While you’re breastfeeding, it’s important to eat a balanced diet for the health of both you and your baby. Here are eating tips for nursing moms:

• Go for energy. Don’t consume fewer than 1,800 calories a day while breastfeeding (which should be easy; breastfeeding makes you really hungry). An intake of 1,800 to 2,200 calories is a good amount for most women with an average activity level to maintain an abundant milk supply. The more frequently you breastfeed and the fewer body fat stores you have, the more calories you’ll need.

• Focus on protein and fats. Both of these nutrients will stabilize your blood-sugar levels and give your body sustained energy for milk making.

• Choose healthy carbs. Incorporate whole grains into your diet as much as possible. Eat whole-grain breads, and cereals like oats, barley, wheat, millet, and rye. Also try some less common grains, such as that from the herb quinoa (a good source of calcium) and spelt.

• Get calcium. The saying “You need to drink milk to make milk” simply isn’t true. In fact, many moms who are not of European descent are allergic to cow’s milk and develop gas, bloating, and diarrhea from drinking it. That said, three to four servings of dairy products a day will help provide both calcium and protein. But for substitutes, consider fortified soy, rice, or almond milk; orange juice with added calcium; leafy greens; canned salmon; and fresh tofu.

• Keep hydrated. Most moms get very thirsty while they’re nursing, so it makes sense to keep a jug of water with a straw on the table beside your favorite nursing place. Water is healthier for you than soda, because carbonated beverages contain chemicals that impede your calcium absorption. Alcoholic beverages dehydrate you and can cause a reduction in your milk supply by interfering with letdown. Studies show that babies drink less milk if their mothers have recently consumed alcohol, and tend to wake up more. A mother who drinks large amounts of alcohol can cause her baby to be sluggish or drowsy, which could interfere with her ability to nurse.

• Test for reactions.

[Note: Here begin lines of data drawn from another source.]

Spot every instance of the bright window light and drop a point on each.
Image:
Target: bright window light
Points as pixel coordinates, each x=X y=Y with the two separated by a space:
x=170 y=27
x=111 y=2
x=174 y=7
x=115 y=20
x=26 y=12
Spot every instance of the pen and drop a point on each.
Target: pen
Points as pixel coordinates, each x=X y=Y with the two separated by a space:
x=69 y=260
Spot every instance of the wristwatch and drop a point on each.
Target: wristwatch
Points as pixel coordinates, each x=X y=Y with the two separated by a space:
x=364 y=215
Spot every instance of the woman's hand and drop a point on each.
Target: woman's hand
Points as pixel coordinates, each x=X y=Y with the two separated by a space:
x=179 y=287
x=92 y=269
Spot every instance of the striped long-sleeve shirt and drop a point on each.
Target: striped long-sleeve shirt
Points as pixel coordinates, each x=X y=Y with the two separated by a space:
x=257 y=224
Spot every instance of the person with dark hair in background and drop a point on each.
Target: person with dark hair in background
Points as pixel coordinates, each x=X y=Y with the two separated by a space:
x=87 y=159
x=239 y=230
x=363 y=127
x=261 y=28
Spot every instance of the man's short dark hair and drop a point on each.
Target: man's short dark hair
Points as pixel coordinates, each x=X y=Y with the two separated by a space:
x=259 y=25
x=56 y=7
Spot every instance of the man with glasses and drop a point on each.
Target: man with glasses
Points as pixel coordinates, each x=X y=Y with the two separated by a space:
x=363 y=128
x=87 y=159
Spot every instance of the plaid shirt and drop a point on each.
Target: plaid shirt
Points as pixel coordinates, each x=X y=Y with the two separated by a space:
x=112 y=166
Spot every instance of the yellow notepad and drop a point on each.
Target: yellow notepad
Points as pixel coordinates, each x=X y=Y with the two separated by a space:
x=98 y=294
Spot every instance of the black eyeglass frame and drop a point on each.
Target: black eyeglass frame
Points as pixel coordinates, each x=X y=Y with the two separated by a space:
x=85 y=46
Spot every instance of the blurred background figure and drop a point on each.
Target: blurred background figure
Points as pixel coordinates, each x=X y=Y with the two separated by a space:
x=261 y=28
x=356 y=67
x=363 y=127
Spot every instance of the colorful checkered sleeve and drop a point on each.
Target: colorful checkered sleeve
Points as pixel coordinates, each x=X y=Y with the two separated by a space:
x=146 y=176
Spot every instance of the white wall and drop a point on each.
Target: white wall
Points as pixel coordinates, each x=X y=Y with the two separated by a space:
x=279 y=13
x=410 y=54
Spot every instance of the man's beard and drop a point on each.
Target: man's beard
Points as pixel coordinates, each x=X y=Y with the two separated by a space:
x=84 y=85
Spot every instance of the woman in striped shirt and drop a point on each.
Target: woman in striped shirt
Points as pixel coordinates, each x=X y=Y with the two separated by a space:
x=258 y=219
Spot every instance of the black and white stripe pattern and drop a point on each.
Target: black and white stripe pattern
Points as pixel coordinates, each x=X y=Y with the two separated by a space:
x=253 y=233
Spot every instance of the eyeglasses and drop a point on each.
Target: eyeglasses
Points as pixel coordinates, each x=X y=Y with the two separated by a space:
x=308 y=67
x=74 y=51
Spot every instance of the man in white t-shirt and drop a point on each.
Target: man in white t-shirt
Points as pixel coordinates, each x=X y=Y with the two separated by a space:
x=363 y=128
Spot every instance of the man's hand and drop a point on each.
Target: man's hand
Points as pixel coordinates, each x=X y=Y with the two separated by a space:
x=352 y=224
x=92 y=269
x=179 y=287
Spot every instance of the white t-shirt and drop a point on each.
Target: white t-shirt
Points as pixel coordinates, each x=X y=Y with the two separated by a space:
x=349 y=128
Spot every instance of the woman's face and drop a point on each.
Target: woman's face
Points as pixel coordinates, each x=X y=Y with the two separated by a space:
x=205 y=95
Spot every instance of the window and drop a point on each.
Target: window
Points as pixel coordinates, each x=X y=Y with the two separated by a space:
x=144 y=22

If your baby gets gassy and seems very uncomfortable while nursing, it may be a reaction to something that you’ve eaten in the past 24 hours. Keep a food journal to try to identify problematic foods. Cabbage, broccoli, milk, soy foods, and peanuts are common culprits.

Drugs and breastmilk

Before you take any medications or herbal supplements, make sure your health-care provider knows that you are breastfeeding. Most drugs taken by mothers pass to their babies through their milk, but usually in very small doses—less than 1 percent of what the mothers take. Most drugs are quite safe to use while breastfeeding; the risk of formula feeding almost always poses a greater risk to an infant.

The exception is certain radioactive compounds, and very harmful drugs such as heroin and methamphetamine. In most cases, if a drug has reported side effects for nursing babies, there’s usually an alternative available. If you have a choice, opt for a medication that’s been around for a while and has published data over one that is new to the market. Always use the minimal amount you need and follow dosage instructions.

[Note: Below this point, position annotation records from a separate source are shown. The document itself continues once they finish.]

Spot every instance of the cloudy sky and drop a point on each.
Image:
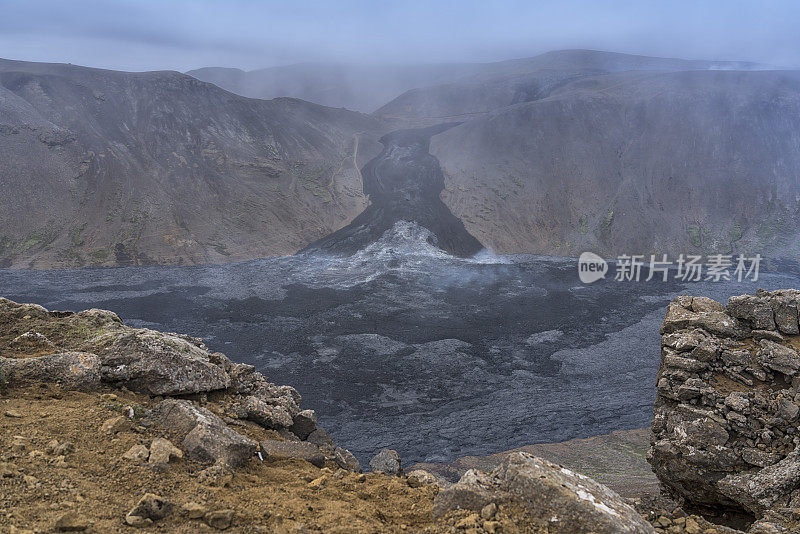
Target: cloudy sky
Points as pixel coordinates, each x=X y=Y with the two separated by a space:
x=186 y=34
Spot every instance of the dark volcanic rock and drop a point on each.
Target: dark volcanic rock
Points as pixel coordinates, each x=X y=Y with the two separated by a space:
x=725 y=431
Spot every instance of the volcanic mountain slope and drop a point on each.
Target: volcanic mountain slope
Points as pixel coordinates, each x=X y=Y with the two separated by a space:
x=101 y=167
x=367 y=88
x=362 y=88
x=495 y=85
x=634 y=162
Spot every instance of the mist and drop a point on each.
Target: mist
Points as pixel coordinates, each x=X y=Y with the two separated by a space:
x=183 y=35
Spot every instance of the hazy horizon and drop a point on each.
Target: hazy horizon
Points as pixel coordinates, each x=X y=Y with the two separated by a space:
x=249 y=35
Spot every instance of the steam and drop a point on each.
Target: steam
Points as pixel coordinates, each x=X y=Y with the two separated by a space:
x=184 y=34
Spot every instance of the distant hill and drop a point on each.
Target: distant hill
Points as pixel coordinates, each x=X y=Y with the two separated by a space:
x=560 y=153
x=634 y=162
x=101 y=167
x=362 y=88
x=367 y=88
x=496 y=85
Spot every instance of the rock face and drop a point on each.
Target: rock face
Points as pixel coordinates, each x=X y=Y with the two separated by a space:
x=74 y=370
x=725 y=427
x=106 y=352
x=590 y=164
x=555 y=497
x=387 y=461
x=118 y=168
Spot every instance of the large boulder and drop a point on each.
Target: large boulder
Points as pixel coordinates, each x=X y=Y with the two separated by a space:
x=561 y=500
x=203 y=435
x=725 y=426
x=156 y=363
x=71 y=370
x=309 y=452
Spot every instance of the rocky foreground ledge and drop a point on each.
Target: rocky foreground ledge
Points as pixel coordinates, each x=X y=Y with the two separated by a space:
x=107 y=428
x=725 y=429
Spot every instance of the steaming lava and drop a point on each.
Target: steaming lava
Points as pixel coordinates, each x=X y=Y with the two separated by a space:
x=403 y=183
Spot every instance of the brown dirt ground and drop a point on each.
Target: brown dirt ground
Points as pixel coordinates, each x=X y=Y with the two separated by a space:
x=97 y=483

If there is not enough information on the safety of a specific drug, your caregiver may be able to substitute another drug that will work equally as well and that is known to be safe.

  Tip

If you need medication, consult a pharmacist as to whether a drug you plan to take will be safe for your nursing baby. There are also numerous Web sites that list drugs and whether they are safe for babies. La Leche League International can suggest good sources for further information on breastfeeding and drugs.

Your baby’s age may be an important factor in determining the safety of the drugs you take when breastfeeding. A premature baby, for example, may be vulnerable to even trace amounts of drugs in breastmilk, while an older baby or toddler will have more mature liver and kidney functioning to help him to process and eliminate drugs from him system.

Sometimes mothers and their health-care providers have to weigh a mother’s requirement for medication and the rare, or slight, possibility of side effects for the baby against the value of providing the baby with the excellent immune and health benefits of human milk.

Generally speaking, if a drug is available in a formulation for children, it is likely to be safe to take while breastfeeding.